Quant'è facile la vita di una bollicina di Guinness. Qualcuno ti dice dove riposare finchè arrivi a destinazione, ti travasano in un posto più accogliente, fai quello che devi fare cinque minuti, poi giusto il tempo di una digestione e puoi permetterti di vagare per l'aere a tempo indeterminato, mossa solo dal caos, festeggiando circondata da miliardi di miliardi di altre particelle gassose, ballando e osservando la terra dall'alto...e magari anche sorridendo di quello che succede giù.
Un paio di mesi di limbo e poi il paradiso a vita. Senza neanche morire mai.
Devo esser ridotto parecchio male, per pensare a questo. Il caos è nella mia mente, altrochè.
E non ero neanche più così sollevato dall'essermi buttato ad angelo verso il sorrisino del mio capo.
Dove vai?” Ah, ma allora non è poi così tardi.
California. San Francisco.”
Ne sei felice?”
Si. E no. Non so ancora.”
Donna?”
Sì...ma non solo. Con lei è finita già da un po', forse questo aiuterà solo a velocizzare le cose, renderle più rapide e indolori...” Silenzio. “Ammesso che lo sarebbero state... Dolorose, intendo.”
E cosa ti frena?” Mentre asciugava contemporaneamente qualche bicchiere e il lungo piano metallico interrotto solo dal lavandino metallico, dall'altro lato del bancone.
Tutto. Non so se è la cosa giusta per me. Ho molte cose da sistemare qui, e molte altre da portare avanti, olre al lavoro. Non c'è solo il lavoro.”

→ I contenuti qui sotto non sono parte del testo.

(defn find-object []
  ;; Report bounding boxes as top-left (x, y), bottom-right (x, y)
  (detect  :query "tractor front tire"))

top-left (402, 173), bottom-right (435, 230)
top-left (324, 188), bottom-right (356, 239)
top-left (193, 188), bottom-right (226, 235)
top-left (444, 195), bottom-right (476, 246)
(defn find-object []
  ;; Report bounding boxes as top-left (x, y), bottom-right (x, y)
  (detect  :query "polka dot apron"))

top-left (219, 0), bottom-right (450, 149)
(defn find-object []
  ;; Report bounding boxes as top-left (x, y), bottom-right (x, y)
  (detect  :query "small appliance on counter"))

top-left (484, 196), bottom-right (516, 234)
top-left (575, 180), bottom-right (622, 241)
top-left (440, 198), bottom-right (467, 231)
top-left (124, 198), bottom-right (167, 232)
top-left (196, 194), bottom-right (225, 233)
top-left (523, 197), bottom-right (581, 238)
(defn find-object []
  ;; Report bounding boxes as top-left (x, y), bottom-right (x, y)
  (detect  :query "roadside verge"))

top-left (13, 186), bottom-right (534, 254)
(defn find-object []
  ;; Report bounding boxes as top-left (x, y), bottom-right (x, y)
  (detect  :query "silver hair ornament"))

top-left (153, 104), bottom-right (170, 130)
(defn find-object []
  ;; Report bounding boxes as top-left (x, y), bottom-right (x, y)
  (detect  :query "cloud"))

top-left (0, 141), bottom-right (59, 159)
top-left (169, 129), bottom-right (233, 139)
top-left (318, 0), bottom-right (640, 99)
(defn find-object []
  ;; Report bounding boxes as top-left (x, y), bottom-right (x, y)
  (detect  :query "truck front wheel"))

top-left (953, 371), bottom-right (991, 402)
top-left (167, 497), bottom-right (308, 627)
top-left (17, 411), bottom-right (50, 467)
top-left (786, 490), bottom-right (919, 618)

Non ci sarà solo il lavoro anche lì!” Sempre illuminante. Non ci avevo ancora pensato più di tanto, avevo altro a cui pensare.

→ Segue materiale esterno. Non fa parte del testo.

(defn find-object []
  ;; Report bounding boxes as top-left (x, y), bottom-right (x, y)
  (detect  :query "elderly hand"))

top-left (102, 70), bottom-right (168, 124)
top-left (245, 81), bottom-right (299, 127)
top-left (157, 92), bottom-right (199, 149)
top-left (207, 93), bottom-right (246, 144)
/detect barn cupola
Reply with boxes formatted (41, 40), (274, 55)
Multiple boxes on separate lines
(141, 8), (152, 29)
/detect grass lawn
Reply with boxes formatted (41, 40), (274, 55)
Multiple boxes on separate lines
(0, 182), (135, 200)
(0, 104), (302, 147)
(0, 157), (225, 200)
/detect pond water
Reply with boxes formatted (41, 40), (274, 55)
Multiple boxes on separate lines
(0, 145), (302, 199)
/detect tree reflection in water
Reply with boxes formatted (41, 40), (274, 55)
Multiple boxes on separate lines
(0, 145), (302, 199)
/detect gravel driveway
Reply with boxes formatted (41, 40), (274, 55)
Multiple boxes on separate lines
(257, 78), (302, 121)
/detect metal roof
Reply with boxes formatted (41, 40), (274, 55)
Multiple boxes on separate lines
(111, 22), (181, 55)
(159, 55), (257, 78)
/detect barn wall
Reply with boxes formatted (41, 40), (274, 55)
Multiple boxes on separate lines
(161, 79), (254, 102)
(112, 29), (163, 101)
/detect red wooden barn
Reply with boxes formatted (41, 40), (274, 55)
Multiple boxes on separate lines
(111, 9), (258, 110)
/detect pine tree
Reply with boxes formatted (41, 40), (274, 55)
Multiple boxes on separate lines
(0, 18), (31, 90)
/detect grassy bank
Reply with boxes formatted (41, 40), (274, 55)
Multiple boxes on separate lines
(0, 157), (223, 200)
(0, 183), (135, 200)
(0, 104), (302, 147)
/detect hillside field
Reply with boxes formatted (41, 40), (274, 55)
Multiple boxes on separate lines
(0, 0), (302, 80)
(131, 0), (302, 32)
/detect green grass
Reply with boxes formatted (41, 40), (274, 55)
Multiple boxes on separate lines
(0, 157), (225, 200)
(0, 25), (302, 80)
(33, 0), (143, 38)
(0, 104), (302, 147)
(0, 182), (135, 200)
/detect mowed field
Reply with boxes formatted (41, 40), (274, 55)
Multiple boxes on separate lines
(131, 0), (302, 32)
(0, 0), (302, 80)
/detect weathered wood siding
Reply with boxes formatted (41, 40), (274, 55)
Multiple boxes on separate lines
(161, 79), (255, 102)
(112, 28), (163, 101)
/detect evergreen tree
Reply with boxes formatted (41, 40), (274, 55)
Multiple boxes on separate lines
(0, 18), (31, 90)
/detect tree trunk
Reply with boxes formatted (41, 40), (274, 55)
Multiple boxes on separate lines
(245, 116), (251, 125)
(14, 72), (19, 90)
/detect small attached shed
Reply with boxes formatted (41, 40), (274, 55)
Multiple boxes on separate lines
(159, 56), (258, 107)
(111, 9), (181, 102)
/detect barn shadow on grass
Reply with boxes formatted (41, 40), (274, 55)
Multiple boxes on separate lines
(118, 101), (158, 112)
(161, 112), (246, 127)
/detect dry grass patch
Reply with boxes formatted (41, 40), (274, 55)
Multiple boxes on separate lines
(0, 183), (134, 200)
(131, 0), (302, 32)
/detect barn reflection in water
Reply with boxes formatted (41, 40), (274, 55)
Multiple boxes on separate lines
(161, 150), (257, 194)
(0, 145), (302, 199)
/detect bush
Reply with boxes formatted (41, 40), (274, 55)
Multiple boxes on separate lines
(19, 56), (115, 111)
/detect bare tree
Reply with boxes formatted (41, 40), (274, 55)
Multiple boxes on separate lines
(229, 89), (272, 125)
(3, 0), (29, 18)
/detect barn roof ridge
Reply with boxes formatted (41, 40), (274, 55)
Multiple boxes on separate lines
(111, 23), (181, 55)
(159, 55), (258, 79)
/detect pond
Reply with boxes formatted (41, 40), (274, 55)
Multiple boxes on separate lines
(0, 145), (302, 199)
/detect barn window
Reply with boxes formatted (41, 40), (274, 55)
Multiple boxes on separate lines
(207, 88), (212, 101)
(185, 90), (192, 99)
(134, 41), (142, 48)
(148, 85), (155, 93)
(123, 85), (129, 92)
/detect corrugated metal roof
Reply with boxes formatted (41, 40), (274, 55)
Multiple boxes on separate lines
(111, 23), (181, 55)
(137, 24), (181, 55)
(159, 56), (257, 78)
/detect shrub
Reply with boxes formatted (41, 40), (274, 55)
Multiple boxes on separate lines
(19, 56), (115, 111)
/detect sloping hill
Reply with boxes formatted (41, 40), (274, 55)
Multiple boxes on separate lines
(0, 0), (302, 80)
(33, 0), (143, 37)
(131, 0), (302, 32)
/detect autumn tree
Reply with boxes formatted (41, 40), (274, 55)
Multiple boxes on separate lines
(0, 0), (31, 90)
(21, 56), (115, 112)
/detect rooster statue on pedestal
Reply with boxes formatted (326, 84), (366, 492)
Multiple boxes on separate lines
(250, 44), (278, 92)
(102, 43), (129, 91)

Non so se questo mi incuriosisce, o se mi spaventa ancora di più.” Infatti.
Beh, non so a cosa ti riferisci di preciso quando parli di quello che c'è qui, ma di certo so che nella vita a volte mettere in pausa le cose può servire a farle in qualche modo migliorare. Da sole, o quando tornerai. Avrai tempo di ragionarle a freddo, con distacco, come se tu non c'entrassi niente con loro. E poi recuperare tutto in un attimo, andando a riordinare tutti i tassellini che hai rielaborato e catalogato dall'altra parte del mondo. Invece se nel frattempo peggiorano, meglio così. Molto probabilmente sarebbe capitato lo stesso, ma da lontano si sente molto di meno il contraccolpo. Una pausa porta sempre e solo benefici. Non fidarti di chi ti mette fretta, l'importante è vivere, non importa cosa.” mentre poneva tutte le sue attenzioni e i suoi sguardi ai suoi bicchieri, caldi di lavastoviglie.

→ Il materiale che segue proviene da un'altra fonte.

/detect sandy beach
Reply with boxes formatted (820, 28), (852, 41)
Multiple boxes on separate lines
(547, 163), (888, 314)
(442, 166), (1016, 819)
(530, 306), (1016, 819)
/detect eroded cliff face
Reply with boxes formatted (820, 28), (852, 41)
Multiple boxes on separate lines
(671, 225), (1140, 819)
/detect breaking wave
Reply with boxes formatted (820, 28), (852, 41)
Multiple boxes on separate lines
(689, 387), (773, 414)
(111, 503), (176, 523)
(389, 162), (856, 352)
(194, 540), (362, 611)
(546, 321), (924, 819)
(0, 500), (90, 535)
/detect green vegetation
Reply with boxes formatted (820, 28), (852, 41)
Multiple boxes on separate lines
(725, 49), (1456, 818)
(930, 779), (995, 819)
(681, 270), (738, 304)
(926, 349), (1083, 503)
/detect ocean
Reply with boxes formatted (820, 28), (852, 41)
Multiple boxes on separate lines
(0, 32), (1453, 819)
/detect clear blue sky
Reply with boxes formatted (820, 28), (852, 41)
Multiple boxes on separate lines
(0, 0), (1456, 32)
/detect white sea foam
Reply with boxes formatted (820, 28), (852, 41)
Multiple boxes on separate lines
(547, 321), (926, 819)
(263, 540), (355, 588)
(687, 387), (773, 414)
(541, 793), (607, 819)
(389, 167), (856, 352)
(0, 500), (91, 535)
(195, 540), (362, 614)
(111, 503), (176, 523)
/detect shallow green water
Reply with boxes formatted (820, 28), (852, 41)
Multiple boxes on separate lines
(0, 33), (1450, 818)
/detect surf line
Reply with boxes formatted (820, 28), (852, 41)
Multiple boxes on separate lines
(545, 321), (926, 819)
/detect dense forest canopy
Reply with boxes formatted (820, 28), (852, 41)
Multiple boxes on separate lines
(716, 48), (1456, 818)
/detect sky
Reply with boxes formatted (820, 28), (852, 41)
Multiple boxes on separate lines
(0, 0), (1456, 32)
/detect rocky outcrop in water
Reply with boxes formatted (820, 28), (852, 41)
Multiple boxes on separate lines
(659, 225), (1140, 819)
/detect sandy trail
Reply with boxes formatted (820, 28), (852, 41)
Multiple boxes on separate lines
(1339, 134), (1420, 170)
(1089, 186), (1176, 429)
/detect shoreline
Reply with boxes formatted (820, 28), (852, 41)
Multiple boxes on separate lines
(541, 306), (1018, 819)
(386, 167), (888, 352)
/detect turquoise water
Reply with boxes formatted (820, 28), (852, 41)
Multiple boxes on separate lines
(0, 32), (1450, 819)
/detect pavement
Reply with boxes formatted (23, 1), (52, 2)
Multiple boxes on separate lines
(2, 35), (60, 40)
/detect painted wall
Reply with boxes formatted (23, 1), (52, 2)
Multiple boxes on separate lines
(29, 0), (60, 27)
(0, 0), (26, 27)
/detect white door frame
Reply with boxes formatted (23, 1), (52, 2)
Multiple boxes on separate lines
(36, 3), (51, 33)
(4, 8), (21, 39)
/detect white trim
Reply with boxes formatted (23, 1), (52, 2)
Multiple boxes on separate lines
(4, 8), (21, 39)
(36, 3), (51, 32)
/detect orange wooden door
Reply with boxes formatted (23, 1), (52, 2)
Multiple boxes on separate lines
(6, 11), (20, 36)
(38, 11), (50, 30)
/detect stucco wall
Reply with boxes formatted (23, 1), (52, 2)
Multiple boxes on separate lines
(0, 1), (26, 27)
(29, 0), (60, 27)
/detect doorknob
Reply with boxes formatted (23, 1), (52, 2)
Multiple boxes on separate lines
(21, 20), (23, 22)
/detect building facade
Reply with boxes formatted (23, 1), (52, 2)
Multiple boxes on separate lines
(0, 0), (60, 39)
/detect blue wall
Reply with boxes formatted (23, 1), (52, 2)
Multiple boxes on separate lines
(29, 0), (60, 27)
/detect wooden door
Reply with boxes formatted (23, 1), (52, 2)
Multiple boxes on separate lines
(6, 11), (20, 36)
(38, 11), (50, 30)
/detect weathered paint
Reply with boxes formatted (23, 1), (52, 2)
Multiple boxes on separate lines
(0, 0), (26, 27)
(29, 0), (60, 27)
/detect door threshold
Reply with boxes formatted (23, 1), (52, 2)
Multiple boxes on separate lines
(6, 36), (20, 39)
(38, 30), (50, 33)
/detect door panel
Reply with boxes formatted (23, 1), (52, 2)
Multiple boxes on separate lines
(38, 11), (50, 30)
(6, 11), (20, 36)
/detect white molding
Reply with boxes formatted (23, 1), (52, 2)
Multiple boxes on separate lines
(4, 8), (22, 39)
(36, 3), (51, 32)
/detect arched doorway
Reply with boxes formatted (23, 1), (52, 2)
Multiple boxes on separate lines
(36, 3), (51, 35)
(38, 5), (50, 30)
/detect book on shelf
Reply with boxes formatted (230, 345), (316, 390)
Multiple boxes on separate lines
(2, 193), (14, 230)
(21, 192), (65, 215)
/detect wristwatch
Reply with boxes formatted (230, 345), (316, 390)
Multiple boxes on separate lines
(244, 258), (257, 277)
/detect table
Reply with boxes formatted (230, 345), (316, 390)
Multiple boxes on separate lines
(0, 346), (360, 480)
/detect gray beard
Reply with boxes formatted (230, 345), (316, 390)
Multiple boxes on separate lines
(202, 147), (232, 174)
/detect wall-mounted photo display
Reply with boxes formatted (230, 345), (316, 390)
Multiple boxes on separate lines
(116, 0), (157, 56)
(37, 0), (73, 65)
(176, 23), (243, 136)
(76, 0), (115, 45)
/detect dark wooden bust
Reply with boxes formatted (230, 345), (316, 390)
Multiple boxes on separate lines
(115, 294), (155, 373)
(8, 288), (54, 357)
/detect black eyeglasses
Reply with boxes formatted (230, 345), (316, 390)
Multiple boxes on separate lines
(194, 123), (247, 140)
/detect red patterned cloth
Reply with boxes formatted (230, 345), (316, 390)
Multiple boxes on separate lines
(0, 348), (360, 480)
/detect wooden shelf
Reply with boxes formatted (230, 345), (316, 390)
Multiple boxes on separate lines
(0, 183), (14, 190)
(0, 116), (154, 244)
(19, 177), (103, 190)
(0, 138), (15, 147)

Sembrava quasi sprecato, lì, ora.
Una pausa di due anni......” ma tanto mi aveva già convinto.
Sì, una pausa di due anni!” questa volta mi ha guardato, mezzo secondo, prima di tornare ai bicchieri “una pausa è una pausa, le cose ferme sono ferme indipendentemente dal tempo. Hanno un ritmo quando si muovono, ma se le parcheggi stanno lì, immobili.”
Sempre illuminante.”
Maledetto, è così fottutamente illuminante.